Новые соседи быстро обзавелись хозяйством. Надо отдать им должное, в ограде у них была чистота и очень много цветов. Нас с ними разделял забор, и через него все хорошо было видно. У Александры (так звали новую соседку) в огороде все росло как на дрожжах. Однажды я пропалывала морковь и почувствовала на себе чей-то взгляд. Оглянувшись, я увидела у забора Александру Филипповну. Та стала меня хвалить и тут же научила:

– Пропалывай морковь с середины грядки, да сперва перед этим скажи: “Расти, моя морковка, высока, широка, как у церкви купола. Во имя Отца и Сына и Святого Духа. Аминь”. Будешь так делать, будет у тебя морковь, как у меня.

Сказав так, соседка вырвала из своей грядки огромную морковь. В жизни я такой морковки не видала. Стала я ей спасибо говорить, а она мне:

– А вот спасибо за нашу науку не говорят.

Потом она зазвала меня отведать своего варенья. Не хотела идти, а ноги сами понесли. Налила она мне чаю, а он какой-то травой отдает, аромат прямо райский. Пью, а она напротив сидит и на меня смотрит. И вот тут началось то странное, что меня пугало, удивляло, но и уйти не давало.

Вижу я: из-под стола вышел огромный черный кот, прыгнул на стул, сел и сидит. Морда у него кошачья, а облик вроде как человечий.

Я понимаю, что вам трудно меня понимать, но и мне тоже нелегко это объяснить. Следом за этим котом еще три кота попрыгали на стулья и сидят вокруг стола. Сели все четверо и уставились на меня. Голова у меня закружилась, и стены как живые заколыхались. Но я старалась вида не подавать, приличия соблюдаю, хозяйку спрашиваю:

– А что это за коты, какие-то они странные, как их звать?

Александра Филипповна, улыбаясь, ответила:

– Это мои помощники, бесы.

Я глянула, а котов-то и нет. Тут мне сделалось так жутко, что я готова была встать и бежать без оглядки. Но двинуться не могла, так вот и сидела, будто во сне. Потом она меня по голове гладила и говорила:

– Нынче председатель умрет. Жалко, молодой еще мужик.

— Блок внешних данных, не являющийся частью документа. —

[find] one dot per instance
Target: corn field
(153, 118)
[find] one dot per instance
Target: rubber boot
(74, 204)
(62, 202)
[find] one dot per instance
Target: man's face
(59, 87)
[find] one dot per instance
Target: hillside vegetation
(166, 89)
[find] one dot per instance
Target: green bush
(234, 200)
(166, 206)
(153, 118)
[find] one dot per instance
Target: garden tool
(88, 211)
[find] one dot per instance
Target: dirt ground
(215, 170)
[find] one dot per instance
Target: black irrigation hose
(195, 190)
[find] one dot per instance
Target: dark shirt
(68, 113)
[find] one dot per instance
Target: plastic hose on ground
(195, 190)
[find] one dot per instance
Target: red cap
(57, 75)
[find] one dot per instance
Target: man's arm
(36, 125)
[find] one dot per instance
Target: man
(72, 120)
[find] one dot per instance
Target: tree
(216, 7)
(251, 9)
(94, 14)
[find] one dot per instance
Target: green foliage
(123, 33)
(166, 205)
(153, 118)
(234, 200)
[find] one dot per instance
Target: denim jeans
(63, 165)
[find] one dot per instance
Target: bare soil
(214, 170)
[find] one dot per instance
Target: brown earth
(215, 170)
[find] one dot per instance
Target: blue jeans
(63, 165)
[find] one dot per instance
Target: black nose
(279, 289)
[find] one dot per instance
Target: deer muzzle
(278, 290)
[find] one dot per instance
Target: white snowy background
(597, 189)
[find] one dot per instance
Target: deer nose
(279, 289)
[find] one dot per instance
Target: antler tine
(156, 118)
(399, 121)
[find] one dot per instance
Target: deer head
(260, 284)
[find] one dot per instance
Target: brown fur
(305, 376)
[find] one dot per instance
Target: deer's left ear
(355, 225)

Она еще что-то говорила и все так, как бы между прочим, ни к кому не обращаясь, потом почему-то упомянула про пропащую корову инвалида с нашей улицы. Мол, возле болота она ходит.

Чтобы поточнее описать свое состояние в тот момент, могу сказать только, что я была как будто сильно пьяная и сквозь оглушенное вином сознание слышала, как кто-то разговаривает.

Потом она меня вывела за калитку. Дома я легла и сразу уснула. Пришла мама с дойки и стала рассказывать новости: будто в четыре часа (я в это время пила чай у соседки) умер наш председатель Егор Кузьмич, сердце у него прихватило. Даже фельдшерица не успела прибежать и сделать укол.

Мама охала и жалела Кузьмича, а я соображала: как это Александра могла знать, что председатель умрет. Ведь получается, что, когда я к ним пришла на чай, он еще жив был. Следующей новостью была пропажа телки у инвалида войны Лопатина. Мама сочувствовала ему. “Она у болота”, – промелькнула у меня в голове фраза Александры. Но самое, пожалуй, странное то, что я ничего не рассказала своей маме: ни о том, что была в гостях у соседей, ни о моркови, ни о корове и ни о председателе. Словно кто-то повесил мне на рот невидимый замок.

Потом я стала замечать, что Михаил (сын новых соседей) старается за мной ухаживать. В клубе на танцах он всегда стоит там, где я, смотрит и улыбается. Много он со мной не говорил, только однажды сказал: “У тебя очень длинные косы. Девушки теперь редко такие носят”. И добавил: “Ты в этом селе самая красивая”.

Под Покров пришла к нам Александра Филипповна спросить, есть ли у нас красные нитки. Пока я их искала в коробке, она мне говорит:

– Таня, а ведь мы хотим тебя засватать за Мишу, он тебя очень любит. Выходи за него, будешь, как сыр в масле кататься. Он у нас непьющий и добрый, только молчун. Ради сына мы ничего не пожалеем. Что скажешь, Танюша?

Я сказала ей, что люблю другого, что звать его Никита, он сейчас в армии и что я буду его ждать. Наверное, Миша хороший, но замуж я выйду только за Никиту.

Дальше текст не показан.